L’école maternelle :
• s’adapte aux jeunes enfants
• organise des modalités spécifiques d’apprentissage
• permet aux enfants d’apprendre ensemble et de vivre ensemble
Les cinq domaines d’apprentissage
Les enseignements sont organisés en cinq domaines d’apprentissage :
• Mobiliser le langage dans toutes ses dimensions
• Agir, s’exprimer, comprendre à travers l’activité physique
• Agir, s’exprimer, comprendre à travers les activités artistiques
• Construire les premiers outils pour structurer sa pensée
• Explorer le monde
Cette organisation permet à l’enseignant d’identifier les apprentissages visés et de mettre en œuvre leurs interactions dans la classe. Chacun de ces cinq domaines est essentiel au développement de l’enfant et doit trouver sa place dans l’organisation du temps quotidien. Dans la mesure où toute situation pédagogique reste, du point de vue de l’enfant, une situation riche de multiples possibilités d’interprétations et d’actions, elle relève souvent pour l’enseignant de plusieurs domaines d’apprentissage. Le programme établit, pour chaque domaine d’apprentissage, une définition générale, énonce les objectifs visés et donne des indications pédagogiques de nature à fournir des repères pour organiser la progressivité des apprentissages.
2) la circulaire SEGPA parue au BO du 29/10/2015
La Segpa accueille des élèves présentant des difficultés scolaires graves et persistantes auxquelles n’ont pu remédier les actions de prévention, d’aide et de soutien. Ces élèves ne maîtrisent pas toutes les compétences et connaissances définies dans le socle commun de connaissances, de compétences et de culture attendues à la fin du cycle des apprentissages fondamentaux, et présentent des lacunes importantes qui risquent d’obérer l’acquisition de celles prévues au cycle de consolidation.
La Segpa n’a pas vocation à accueillir des élèves au seul titre de troubles du comportement ou de difficultés directement liées à la compréhension de la langue française.

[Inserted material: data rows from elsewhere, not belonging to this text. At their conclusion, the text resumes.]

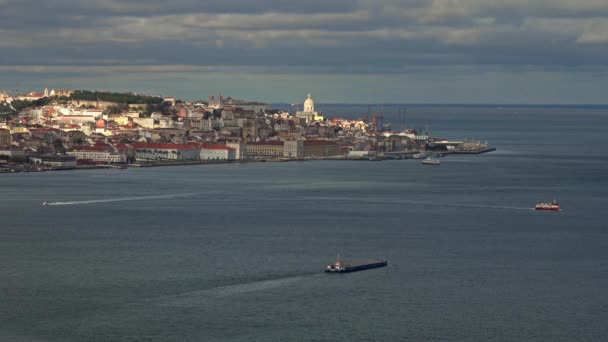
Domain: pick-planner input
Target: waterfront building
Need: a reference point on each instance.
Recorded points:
(99, 153)
(55, 162)
(239, 149)
(293, 148)
(265, 149)
(158, 151)
(4, 97)
(321, 148)
(5, 137)
(217, 152)
(308, 111)
(32, 96)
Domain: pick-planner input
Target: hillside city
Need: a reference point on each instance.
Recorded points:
(66, 129)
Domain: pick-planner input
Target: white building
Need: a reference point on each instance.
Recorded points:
(239, 149)
(158, 151)
(293, 148)
(98, 154)
(308, 112)
(217, 152)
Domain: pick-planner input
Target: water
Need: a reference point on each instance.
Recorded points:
(234, 252)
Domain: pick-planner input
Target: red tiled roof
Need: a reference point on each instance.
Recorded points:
(215, 147)
(160, 146)
(98, 148)
(265, 143)
(318, 142)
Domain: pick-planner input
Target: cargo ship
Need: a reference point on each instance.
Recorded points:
(339, 267)
(553, 205)
(431, 161)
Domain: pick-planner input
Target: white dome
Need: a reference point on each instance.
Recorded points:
(309, 104)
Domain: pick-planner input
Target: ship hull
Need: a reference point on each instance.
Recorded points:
(360, 267)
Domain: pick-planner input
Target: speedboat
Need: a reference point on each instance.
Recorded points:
(553, 205)
(431, 161)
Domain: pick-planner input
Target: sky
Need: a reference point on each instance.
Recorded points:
(341, 51)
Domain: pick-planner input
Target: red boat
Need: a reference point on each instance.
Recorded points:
(553, 205)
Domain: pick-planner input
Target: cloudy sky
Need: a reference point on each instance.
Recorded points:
(366, 51)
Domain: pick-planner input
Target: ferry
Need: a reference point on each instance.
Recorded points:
(339, 267)
(431, 161)
(553, 205)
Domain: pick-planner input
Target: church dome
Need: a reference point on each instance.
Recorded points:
(309, 104)
(101, 123)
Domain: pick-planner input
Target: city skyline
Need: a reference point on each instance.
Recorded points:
(467, 51)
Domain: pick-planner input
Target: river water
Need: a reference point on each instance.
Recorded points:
(235, 252)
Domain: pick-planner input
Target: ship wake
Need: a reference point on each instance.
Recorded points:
(119, 199)
(195, 298)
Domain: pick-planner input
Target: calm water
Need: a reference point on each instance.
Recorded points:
(235, 252)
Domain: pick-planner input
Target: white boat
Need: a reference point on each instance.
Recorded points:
(431, 161)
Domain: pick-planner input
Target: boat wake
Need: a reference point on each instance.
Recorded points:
(418, 203)
(195, 298)
(119, 199)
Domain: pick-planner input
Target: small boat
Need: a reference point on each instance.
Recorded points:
(431, 161)
(553, 205)
(340, 267)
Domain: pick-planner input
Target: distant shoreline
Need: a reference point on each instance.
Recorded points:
(239, 161)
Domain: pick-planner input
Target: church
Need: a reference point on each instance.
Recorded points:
(308, 112)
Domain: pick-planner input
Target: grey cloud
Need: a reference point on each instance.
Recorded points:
(334, 35)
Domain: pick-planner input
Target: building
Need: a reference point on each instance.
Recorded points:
(33, 96)
(98, 153)
(293, 149)
(321, 148)
(159, 151)
(55, 162)
(266, 149)
(5, 137)
(217, 152)
(308, 111)
(239, 149)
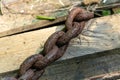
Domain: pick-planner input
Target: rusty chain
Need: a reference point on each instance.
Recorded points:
(34, 66)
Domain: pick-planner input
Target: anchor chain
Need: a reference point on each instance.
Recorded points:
(55, 46)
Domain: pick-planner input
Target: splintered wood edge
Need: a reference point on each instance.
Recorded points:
(36, 25)
(15, 49)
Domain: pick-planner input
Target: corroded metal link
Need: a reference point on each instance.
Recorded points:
(33, 67)
(72, 33)
(71, 17)
(28, 75)
(51, 41)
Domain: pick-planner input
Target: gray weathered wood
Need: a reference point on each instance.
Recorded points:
(81, 68)
(99, 35)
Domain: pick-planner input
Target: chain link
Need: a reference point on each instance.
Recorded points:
(34, 66)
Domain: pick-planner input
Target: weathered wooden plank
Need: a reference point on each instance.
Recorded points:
(81, 68)
(12, 30)
(99, 35)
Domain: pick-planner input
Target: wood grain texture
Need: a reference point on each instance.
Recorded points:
(81, 68)
(99, 35)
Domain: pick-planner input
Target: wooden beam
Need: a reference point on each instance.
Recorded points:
(99, 35)
(12, 30)
(99, 65)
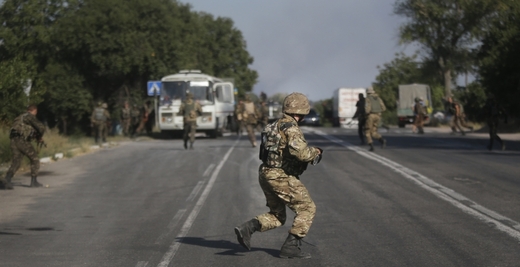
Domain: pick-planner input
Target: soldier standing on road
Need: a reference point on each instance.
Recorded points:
(264, 118)
(458, 119)
(360, 116)
(126, 118)
(98, 120)
(26, 127)
(420, 113)
(373, 107)
(144, 114)
(493, 111)
(135, 120)
(190, 110)
(249, 116)
(285, 156)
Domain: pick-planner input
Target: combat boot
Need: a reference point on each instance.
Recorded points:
(383, 142)
(245, 231)
(291, 248)
(6, 184)
(34, 182)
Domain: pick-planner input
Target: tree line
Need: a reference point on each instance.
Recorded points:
(74, 53)
(458, 39)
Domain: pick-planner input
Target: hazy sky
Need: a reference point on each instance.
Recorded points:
(312, 46)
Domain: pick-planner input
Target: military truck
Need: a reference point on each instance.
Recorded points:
(407, 95)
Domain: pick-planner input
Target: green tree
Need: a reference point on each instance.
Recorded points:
(13, 80)
(447, 30)
(499, 56)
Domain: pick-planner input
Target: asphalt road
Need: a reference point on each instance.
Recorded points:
(425, 200)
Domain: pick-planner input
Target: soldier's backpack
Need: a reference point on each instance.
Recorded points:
(270, 147)
(375, 105)
(99, 114)
(20, 127)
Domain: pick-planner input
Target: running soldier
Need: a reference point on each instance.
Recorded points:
(26, 128)
(373, 107)
(285, 156)
(190, 110)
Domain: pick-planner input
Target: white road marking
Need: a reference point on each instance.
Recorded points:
(195, 191)
(502, 223)
(208, 170)
(173, 223)
(174, 247)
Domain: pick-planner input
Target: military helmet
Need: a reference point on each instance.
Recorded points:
(296, 103)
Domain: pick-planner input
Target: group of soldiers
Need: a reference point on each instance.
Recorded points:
(133, 120)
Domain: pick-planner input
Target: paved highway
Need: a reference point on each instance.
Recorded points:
(426, 200)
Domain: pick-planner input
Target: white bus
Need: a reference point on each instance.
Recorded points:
(213, 94)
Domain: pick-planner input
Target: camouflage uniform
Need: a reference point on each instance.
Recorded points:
(420, 114)
(285, 155)
(264, 116)
(126, 119)
(373, 108)
(190, 110)
(458, 120)
(249, 115)
(282, 185)
(493, 111)
(25, 128)
(99, 119)
(361, 117)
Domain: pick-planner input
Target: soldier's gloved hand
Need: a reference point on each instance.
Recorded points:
(318, 158)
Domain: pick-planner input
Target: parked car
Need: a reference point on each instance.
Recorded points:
(311, 119)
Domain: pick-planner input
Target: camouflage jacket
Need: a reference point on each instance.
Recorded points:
(27, 125)
(293, 149)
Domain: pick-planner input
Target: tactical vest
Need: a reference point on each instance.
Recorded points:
(99, 114)
(271, 148)
(375, 105)
(20, 127)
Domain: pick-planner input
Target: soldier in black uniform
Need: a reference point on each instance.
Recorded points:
(26, 127)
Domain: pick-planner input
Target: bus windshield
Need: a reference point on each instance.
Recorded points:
(201, 91)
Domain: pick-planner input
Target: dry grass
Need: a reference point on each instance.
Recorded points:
(56, 143)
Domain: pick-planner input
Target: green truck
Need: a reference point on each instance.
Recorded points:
(407, 95)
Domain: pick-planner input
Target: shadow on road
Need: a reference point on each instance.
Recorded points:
(231, 249)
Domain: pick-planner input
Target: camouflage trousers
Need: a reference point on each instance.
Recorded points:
(282, 190)
(20, 148)
(371, 125)
(189, 131)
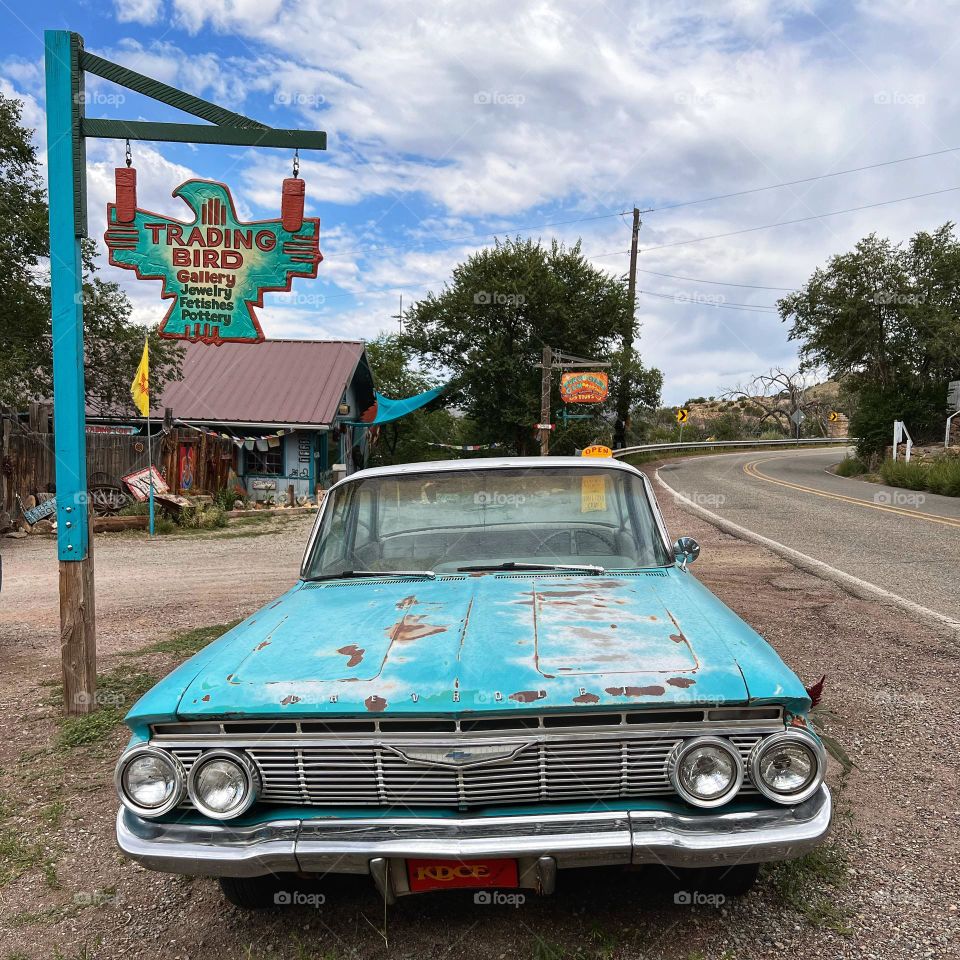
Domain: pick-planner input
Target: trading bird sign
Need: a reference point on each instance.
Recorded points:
(214, 268)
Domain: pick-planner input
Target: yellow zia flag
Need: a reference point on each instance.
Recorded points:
(140, 388)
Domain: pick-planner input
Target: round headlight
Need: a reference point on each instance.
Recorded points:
(787, 767)
(706, 772)
(223, 784)
(150, 782)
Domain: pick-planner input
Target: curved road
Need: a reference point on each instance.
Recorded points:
(902, 541)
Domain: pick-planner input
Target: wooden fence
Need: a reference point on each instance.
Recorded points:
(191, 462)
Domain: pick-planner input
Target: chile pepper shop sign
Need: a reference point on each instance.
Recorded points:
(214, 268)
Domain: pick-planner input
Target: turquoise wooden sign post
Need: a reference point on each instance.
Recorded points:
(67, 130)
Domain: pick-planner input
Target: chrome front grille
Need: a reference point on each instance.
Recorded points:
(340, 773)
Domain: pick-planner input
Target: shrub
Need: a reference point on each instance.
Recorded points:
(942, 476)
(851, 467)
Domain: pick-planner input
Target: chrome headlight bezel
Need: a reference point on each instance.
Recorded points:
(793, 737)
(686, 746)
(179, 776)
(251, 777)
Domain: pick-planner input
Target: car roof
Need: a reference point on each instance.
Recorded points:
(494, 463)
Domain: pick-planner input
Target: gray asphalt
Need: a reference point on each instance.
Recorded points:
(903, 541)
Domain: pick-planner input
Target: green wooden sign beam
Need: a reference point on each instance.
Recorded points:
(198, 133)
(157, 90)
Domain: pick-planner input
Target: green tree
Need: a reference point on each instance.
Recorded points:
(489, 325)
(113, 343)
(408, 439)
(885, 320)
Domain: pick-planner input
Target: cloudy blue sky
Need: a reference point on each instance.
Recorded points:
(451, 122)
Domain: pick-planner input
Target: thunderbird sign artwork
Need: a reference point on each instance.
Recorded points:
(214, 268)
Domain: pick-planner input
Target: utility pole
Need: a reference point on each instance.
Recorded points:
(623, 390)
(399, 316)
(547, 374)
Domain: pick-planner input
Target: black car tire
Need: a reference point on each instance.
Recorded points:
(256, 893)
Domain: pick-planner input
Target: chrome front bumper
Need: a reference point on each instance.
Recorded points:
(327, 845)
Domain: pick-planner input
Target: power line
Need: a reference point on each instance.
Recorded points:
(717, 283)
(751, 307)
(786, 223)
(792, 183)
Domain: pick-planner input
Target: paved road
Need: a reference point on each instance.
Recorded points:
(900, 540)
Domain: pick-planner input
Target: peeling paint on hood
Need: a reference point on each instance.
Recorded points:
(483, 644)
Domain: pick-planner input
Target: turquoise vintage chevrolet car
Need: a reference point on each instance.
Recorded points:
(487, 672)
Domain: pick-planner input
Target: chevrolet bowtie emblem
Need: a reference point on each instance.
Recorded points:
(467, 755)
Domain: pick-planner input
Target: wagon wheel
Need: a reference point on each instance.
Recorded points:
(108, 499)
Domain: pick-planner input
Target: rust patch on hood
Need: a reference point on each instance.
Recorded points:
(528, 696)
(354, 652)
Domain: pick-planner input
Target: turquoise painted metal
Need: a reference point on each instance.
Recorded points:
(215, 268)
(64, 82)
(479, 644)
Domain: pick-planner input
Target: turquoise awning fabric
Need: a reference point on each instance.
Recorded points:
(388, 410)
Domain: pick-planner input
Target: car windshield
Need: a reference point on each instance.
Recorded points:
(444, 520)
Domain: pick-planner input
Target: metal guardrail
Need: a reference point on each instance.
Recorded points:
(716, 444)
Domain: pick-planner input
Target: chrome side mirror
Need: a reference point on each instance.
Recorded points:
(686, 550)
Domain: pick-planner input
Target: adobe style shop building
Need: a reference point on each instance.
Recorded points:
(291, 409)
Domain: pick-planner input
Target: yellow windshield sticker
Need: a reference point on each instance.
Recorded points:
(593, 494)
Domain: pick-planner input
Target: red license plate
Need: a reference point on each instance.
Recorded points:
(456, 874)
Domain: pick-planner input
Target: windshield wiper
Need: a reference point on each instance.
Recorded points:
(516, 565)
(349, 574)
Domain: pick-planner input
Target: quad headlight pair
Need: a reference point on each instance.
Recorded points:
(222, 784)
(786, 768)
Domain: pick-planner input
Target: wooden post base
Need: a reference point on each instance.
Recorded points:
(78, 634)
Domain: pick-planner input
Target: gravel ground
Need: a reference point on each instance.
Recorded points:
(887, 884)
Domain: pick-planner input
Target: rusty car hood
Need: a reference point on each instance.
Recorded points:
(461, 644)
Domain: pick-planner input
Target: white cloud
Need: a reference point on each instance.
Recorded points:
(138, 11)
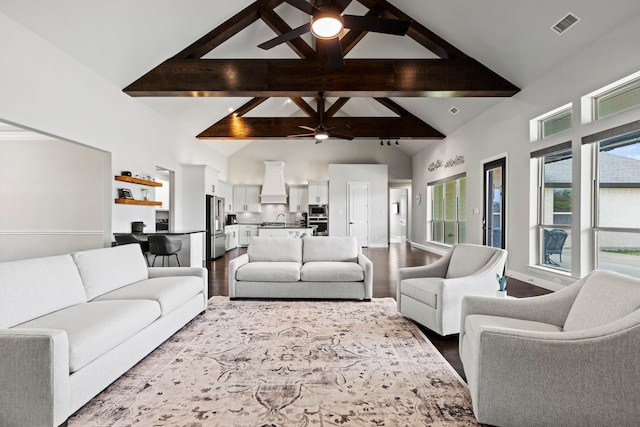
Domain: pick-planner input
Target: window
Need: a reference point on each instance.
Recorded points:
(617, 100)
(617, 227)
(559, 122)
(552, 123)
(555, 206)
(447, 220)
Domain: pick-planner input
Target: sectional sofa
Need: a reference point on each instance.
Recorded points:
(319, 267)
(72, 324)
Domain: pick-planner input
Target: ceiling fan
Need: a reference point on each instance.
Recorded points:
(327, 22)
(320, 132)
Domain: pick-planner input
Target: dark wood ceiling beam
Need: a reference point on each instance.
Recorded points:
(250, 128)
(335, 107)
(226, 30)
(304, 106)
(453, 77)
(277, 24)
(418, 32)
(248, 106)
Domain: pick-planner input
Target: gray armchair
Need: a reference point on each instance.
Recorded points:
(569, 358)
(432, 294)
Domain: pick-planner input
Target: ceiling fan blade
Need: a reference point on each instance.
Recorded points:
(334, 53)
(303, 6)
(337, 135)
(377, 25)
(340, 5)
(296, 32)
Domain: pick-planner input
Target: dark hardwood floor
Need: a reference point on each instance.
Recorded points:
(386, 262)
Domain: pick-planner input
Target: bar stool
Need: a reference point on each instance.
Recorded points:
(163, 246)
(128, 239)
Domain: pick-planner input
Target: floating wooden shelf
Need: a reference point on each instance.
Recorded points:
(138, 202)
(138, 181)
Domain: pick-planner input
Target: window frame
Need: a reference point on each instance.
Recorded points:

« Les élèves de SEGPA bénéficieront de la nouvelle organisation du collège. Par exemple, on trouvera en SEGPA comme ailleurs l’accompagnement personnalisé mis en place par la réforme du collège ou encore les enseignements pratiques interdisciplinaires… Ainsi.. la SEGPA est confortée. C’est un pas de plus vers l’école inclusive que nous appelions de nos vœux tout à l’heure, celle qui fait réussir tous les élèves ». Elle résume les enjeux de l’évolution qui est décidée pour les Segpa entre la volonté inclusive de la loi d’orientation et la décision de maintenir des segpa.
La Segpa a pour ambition l’acquisition des compétences du socle commun de connaissances, de compétences et de culture pour les élèves qu’elle accompagne vers l’accès à une formation conduisant au minimum à une qualification de niveau V. Une organisation spécifique de la scolarisation des élèves du collège qui bénéficient de la Segpa est mise en place avec, à la fois, un enseignement au sein de la Segpa, des séquences d’apprentissage avec les élèves des autres classes et la mise en œuvre de projets communs entre les classes de Segpa et les classes de collège.